Published in Neuropsychologia. 2010, vol. 48, no. 4, p. 1144-1159
Abstract We studied error monitoring in a human patient with unique implantation of depth electrodes in both the left dorsal cingulate gyrus and medial temporal lobe prior to surgery. The patient performed a speeded go/nogo task and made a substantial number of commission errors (false alarms). As predicted, intracranial Local Field Potentials (iLFPs) in dorsal anterior cingulate indexed the detection of errors, showing an early differential activity around motor execution for false alarms, relative to correct responses (either hits or correct inhibitions). More surprisingly, we found that the left amygdala also participated to error monitoring (although no emotional stimuli were used), but with a very different neurophysiological profile as compared with the dorsal cingulate cortex. Amygdala iLFPs showed a precise and reproducible temporal unfolding, characterized by an early monophasic response for correct hits around motor execution, which was delayed by approximately 300ms for errors (even though actual RTs were almost identical in these two conditions).

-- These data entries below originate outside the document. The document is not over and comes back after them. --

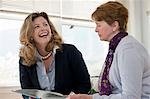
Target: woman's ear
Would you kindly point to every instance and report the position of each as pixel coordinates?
(115, 26)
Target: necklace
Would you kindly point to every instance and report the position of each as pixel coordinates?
(47, 56)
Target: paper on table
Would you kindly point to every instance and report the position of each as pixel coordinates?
(35, 93)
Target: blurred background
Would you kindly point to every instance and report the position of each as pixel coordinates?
(72, 19)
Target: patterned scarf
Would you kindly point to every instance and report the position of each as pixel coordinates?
(105, 88)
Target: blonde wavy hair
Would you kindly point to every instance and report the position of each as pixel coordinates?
(28, 49)
(110, 12)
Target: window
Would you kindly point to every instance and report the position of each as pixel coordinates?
(88, 42)
(9, 42)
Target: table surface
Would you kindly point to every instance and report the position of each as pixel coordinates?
(6, 93)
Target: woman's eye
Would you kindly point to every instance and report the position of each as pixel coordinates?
(36, 26)
(45, 24)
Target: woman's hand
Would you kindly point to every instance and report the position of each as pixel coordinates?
(79, 96)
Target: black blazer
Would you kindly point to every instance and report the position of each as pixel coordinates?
(71, 73)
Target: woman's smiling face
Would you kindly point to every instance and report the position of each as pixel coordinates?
(42, 32)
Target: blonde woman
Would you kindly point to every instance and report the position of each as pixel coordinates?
(46, 63)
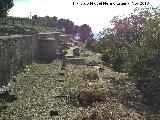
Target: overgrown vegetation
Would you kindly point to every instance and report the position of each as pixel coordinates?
(133, 46)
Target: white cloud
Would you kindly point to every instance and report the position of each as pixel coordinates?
(97, 17)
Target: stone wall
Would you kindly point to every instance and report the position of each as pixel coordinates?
(15, 52)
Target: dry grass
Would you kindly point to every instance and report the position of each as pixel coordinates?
(112, 97)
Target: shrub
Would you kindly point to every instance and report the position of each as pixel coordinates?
(90, 75)
(87, 98)
(143, 62)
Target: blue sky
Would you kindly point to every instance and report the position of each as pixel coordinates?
(98, 17)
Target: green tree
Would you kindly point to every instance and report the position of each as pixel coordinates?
(5, 6)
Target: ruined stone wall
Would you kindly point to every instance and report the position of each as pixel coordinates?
(15, 52)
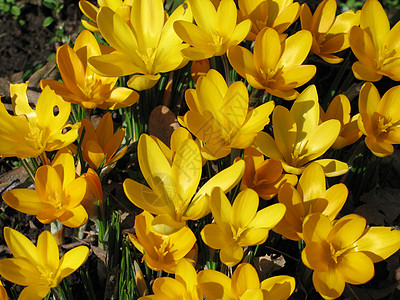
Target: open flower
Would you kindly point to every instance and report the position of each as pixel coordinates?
(215, 32)
(100, 145)
(311, 196)
(264, 176)
(376, 46)
(340, 109)
(379, 119)
(172, 194)
(300, 138)
(29, 133)
(121, 7)
(239, 225)
(344, 251)
(276, 63)
(161, 252)
(81, 85)
(94, 194)
(184, 286)
(330, 32)
(277, 14)
(245, 284)
(220, 115)
(57, 195)
(148, 45)
(38, 267)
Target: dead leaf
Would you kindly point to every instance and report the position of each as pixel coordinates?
(162, 123)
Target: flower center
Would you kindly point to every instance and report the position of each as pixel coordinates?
(46, 276)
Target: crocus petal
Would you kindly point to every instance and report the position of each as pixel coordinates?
(244, 278)
(268, 217)
(204, 14)
(143, 82)
(312, 182)
(48, 251)
(316, 228)
(328, 284)
(232, 255)
(321, 139)
(120, 97)
(47, 104)
(356, 268)
(147, 17)
(267, 145)
(154, 166)
(378, 242)
(20, 246)
(214, 284)
(267, 50)
(165, 224)
(34, 292)
(214, 236)
(346, 231)
(285, 132)
(305, 111)
(244, 208)
(72, 260)
(362, 46)
(333, 167)
(242, 61)
(114, 64)
(145, 198)
(220, 207)
(19, 100)
(75, 217)
(375, 21)
(24, 200)
(116, 31)
(72, 69)
(297, 47)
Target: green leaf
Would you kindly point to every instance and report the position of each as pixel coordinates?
(48, 21)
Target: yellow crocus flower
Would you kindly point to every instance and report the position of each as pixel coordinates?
(311, 196)
(172, 194)
(184, 286)
(376, 46)
(148, 45)
(379, 118)
(330, 32)
(263, 175)
(339, 109)
(81, 85)
(239, 225)
(57, 195)
(3, 292)
(31, 132)
(102, 144)
(245, 284)
(299, 138)
(276, 63)
(121, 7)
(344, 251)
(161, 252)
(277, 14)
(220, 115)
(38, 267)
(215, 32)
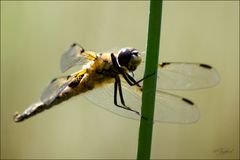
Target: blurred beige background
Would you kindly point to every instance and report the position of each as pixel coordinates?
(35, 34)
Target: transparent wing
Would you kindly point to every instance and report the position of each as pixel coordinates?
(75, 55)
(168, 108)
(55, 87)
(183, 76)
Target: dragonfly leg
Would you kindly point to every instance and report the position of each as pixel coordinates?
(32, 110)
(116, 85)
(130, 80)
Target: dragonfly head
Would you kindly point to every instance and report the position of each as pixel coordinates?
(129, 58)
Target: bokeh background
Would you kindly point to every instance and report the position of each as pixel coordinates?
(35, 34)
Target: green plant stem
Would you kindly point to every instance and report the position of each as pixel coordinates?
(149, 84)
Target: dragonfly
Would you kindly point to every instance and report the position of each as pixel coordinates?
(113, 81)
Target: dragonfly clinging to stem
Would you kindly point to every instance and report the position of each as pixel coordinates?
(105, 80)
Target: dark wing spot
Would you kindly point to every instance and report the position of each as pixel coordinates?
(188, 101)
(164, 64)
(53, 80)
(205, 66)
(74, 44)
(74, 83)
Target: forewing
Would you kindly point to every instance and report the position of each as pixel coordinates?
(183, 76)
(168, 108)
(75, 55)
(186, 76)
(55, 87)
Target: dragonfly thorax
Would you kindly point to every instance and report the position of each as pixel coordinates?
(129, 58)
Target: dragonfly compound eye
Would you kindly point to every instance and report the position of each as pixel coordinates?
(129, 58)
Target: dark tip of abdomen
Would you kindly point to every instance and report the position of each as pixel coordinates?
(188, 101)
(205, 66)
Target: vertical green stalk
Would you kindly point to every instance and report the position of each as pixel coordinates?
(149, 84)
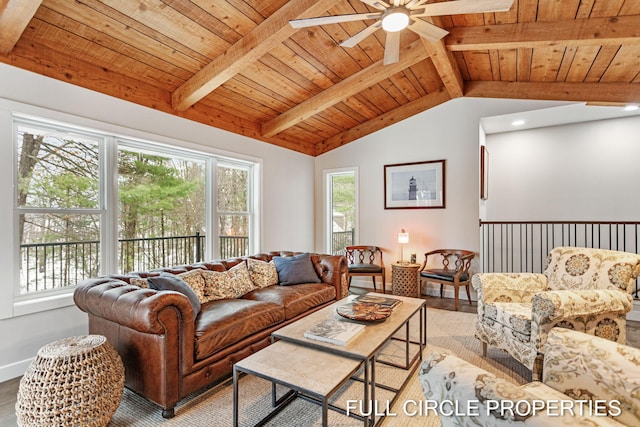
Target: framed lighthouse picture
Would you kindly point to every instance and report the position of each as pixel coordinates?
(417, 185)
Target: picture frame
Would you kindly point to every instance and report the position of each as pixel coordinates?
(417, 185)
(484, 173)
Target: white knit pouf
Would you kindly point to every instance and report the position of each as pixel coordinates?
(75, 381)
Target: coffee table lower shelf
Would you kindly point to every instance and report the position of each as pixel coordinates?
(316, 380)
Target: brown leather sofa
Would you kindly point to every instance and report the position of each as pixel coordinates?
(168, 354)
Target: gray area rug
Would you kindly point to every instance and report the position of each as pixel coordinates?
(446, 330)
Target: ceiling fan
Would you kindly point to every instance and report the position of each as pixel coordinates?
(396, 15)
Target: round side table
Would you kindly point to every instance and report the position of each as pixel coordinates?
(75, 381)
(404, 279)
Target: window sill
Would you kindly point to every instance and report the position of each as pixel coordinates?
(36, 305)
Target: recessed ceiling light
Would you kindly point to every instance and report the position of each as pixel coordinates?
(395, 19)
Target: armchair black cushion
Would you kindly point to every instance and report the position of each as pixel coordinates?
(448, 267)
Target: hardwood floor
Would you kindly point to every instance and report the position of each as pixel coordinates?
(9, 389)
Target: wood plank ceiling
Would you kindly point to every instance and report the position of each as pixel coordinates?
(239, 66)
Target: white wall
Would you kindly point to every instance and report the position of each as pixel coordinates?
(449, 131)
(287, 184)
(579, 172)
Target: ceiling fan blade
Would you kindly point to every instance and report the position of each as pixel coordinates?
(358, 37)
(458, 7)
(392, 48)
(322, 20)
(427, 30)
(414, 3)
(378, 4)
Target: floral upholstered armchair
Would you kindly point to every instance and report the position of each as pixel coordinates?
(587, 381)
(584, 289)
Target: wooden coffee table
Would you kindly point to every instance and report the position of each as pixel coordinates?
(286, 360)
(307, 373)
(366, 347)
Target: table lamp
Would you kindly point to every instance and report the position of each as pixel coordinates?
(403, 237)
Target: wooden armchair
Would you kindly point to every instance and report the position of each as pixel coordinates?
(365, 261)
(452, 269)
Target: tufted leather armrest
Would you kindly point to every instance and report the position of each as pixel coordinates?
(130, 306)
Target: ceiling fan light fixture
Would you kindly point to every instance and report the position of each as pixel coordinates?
(395, 19)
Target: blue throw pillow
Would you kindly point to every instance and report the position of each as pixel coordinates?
(171, 282)
(295, 270)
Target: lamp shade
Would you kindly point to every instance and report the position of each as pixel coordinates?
(403, 236)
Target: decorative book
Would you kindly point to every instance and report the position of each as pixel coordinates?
(334, 331)
(383, 302)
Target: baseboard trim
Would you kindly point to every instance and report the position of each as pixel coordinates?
(14, 370)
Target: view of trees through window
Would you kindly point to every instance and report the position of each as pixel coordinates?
(343, 205)
(161, 212)
(233, 209)
(58, 188)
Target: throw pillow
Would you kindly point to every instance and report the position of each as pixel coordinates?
(229, 284)
(295, 269)
(171, 282)
(196, 282)
(262, 273)
(139, 282)
(240, 279)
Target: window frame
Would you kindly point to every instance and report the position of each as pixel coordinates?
(19, 304)
(327, 209)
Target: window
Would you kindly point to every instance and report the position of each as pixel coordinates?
(341, 209)
(154, 208)
(233, 212)
(162, 209)
(59, 201)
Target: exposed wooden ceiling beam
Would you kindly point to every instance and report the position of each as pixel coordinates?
(14, 18)
(405, 111)
(581, 32)
(444, 61)
(272, 31)
(48, 62)
(556, 91)
(342, 90)
(446, 66)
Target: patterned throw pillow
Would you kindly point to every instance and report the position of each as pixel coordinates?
(139, 282)
(240, 279)
(229, 284)
(196, 281)
(262, 273)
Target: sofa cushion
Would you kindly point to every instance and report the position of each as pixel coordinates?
(296, 269)
(295, 299)
(514, 316)
(171, 282)
(262, 273)
(224, 322)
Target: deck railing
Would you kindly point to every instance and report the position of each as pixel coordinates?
(340, 240)
(48, 266)
(519, 246)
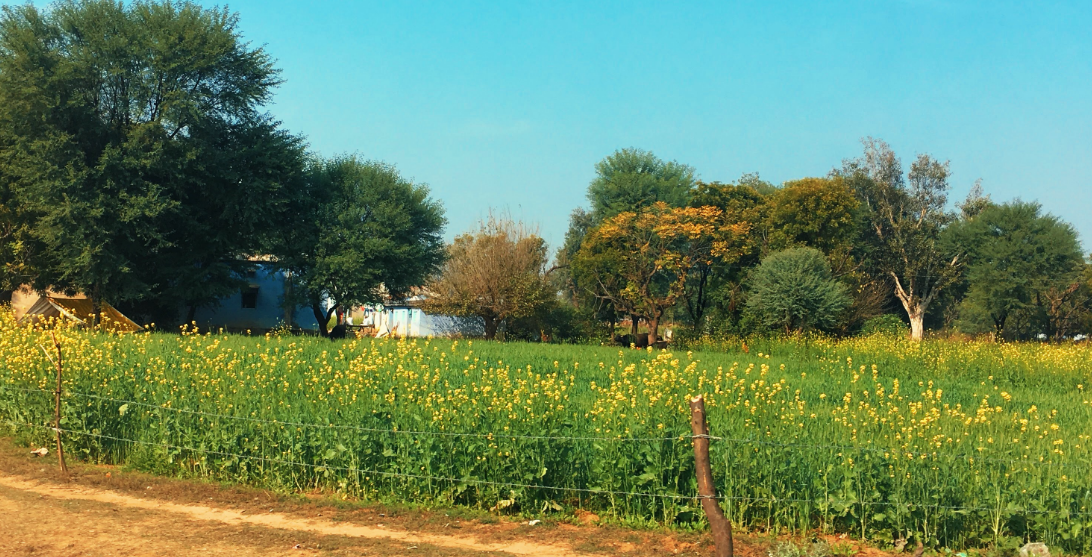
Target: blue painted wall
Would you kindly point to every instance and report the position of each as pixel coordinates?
(268, 313)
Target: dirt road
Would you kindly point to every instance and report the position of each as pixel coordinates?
(105, 511)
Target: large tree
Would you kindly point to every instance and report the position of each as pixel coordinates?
(134, 149)
(906, 215)
(493, 274)
(363, 232)
(631, 179)
(719, 281)
(794, 291)
(815, 212)
(1019, 258)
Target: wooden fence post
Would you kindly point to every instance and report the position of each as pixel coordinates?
(717, 523)
(57, 402)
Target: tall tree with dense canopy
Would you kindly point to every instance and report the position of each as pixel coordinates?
(364, 232)
(133, 146)
(631, 179)
(1019, 258)
(794, 291)
(815, 212)
(494, 274)
(641, 261)
(906, 216)
(719, 280)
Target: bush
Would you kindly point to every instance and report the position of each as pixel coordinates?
(888, 323)
(794, 291)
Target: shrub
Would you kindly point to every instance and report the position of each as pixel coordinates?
(793, 289)
(888, 323)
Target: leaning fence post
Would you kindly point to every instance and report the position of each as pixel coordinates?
(57, 404)
(719, 524)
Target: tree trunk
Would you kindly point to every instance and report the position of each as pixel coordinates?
(916, 315)
(490, 328)
(96, 305)
(322, 318)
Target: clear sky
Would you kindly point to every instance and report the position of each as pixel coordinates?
(509, 105)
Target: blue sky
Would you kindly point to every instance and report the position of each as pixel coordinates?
(509, 105)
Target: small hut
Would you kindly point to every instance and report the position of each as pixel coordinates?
(78, 310)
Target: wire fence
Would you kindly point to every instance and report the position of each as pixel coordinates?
(476, 482)
(618, 439)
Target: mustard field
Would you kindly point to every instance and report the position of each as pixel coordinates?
(965, 445)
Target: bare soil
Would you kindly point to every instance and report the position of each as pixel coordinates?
(98, 510)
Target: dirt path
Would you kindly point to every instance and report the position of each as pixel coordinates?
(99, 522)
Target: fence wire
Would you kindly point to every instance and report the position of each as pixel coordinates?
(491, 436)
(696, 497)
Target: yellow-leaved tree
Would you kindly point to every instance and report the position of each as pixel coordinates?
(640, 261)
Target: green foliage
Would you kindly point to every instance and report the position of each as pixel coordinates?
(1016, 256)
(815, 212)
(794, 291)
(494, 274)
(802, 449)
(717, 283)
(906, 216)
(631, 179)
(887, 323)
(365, 227)
(133, 150)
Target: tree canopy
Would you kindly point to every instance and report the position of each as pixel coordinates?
(631, 179)
(364, 232)
(1017, 256)
(906, 215)
(133, 146)
(793, 291)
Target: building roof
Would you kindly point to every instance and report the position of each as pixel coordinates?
(79, 310)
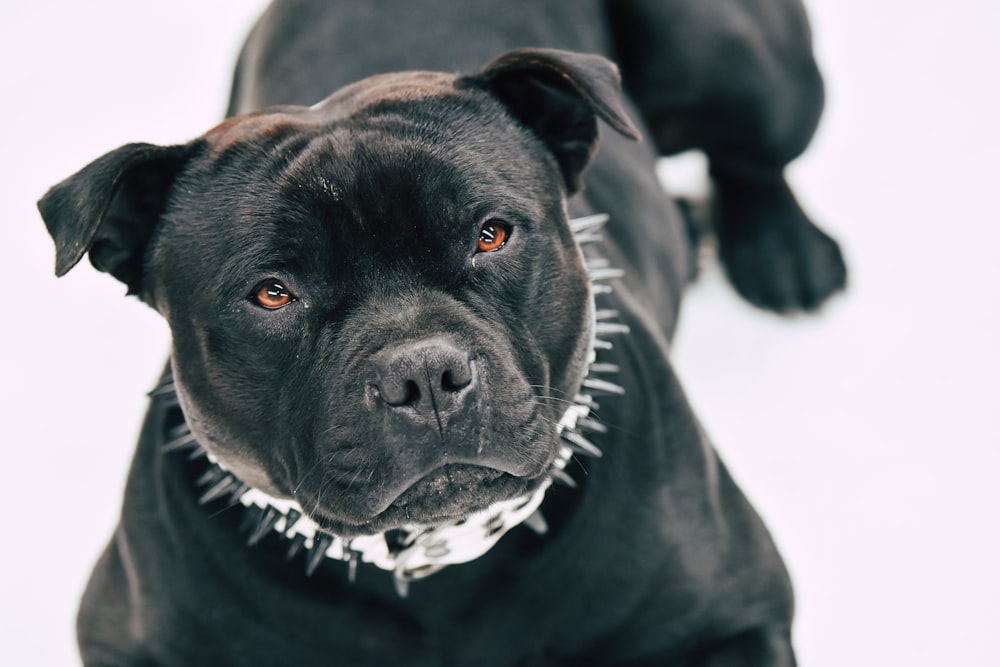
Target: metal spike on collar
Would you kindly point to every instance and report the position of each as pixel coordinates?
(267, 522)
(317, 554)
(421, 551)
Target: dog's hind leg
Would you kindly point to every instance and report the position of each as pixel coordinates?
(759, 647)
(737, 80)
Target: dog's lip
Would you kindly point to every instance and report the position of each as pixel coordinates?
(446, 475)
(465, 489)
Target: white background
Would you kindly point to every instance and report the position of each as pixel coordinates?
(867, 436)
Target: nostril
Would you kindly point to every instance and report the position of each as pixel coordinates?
(411, 393)
(398, 392)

Moreover, time-frequency analyses demonstrated a reliable and transient coupling in the theta band around motor execution between these two distant regions. Additional fMRI investigation in the same patient confirmed a differential involvement of the dorsal cingulate cortex vs. amygdala in error monitoring during this go/nogo task. Finally, these intracranial results for the left amygdala were replicated in a second patient with intracranial electrodes in the right amygdala. Altogether, these results suggest that the amygdala may register the motivational significance of motor actions on a trial-by-trial basis, while the dorsal anterior cingulate cortex may provide signals concerning failures of cognitive control and behavioral adjustment. More generally, these data shed new light on neural mechanisms underlying self-monitoring by showing that even "simple" motor actions recruit not only executive cognitive processes (in dorsal cingulate) but also affective processes (in amygdala).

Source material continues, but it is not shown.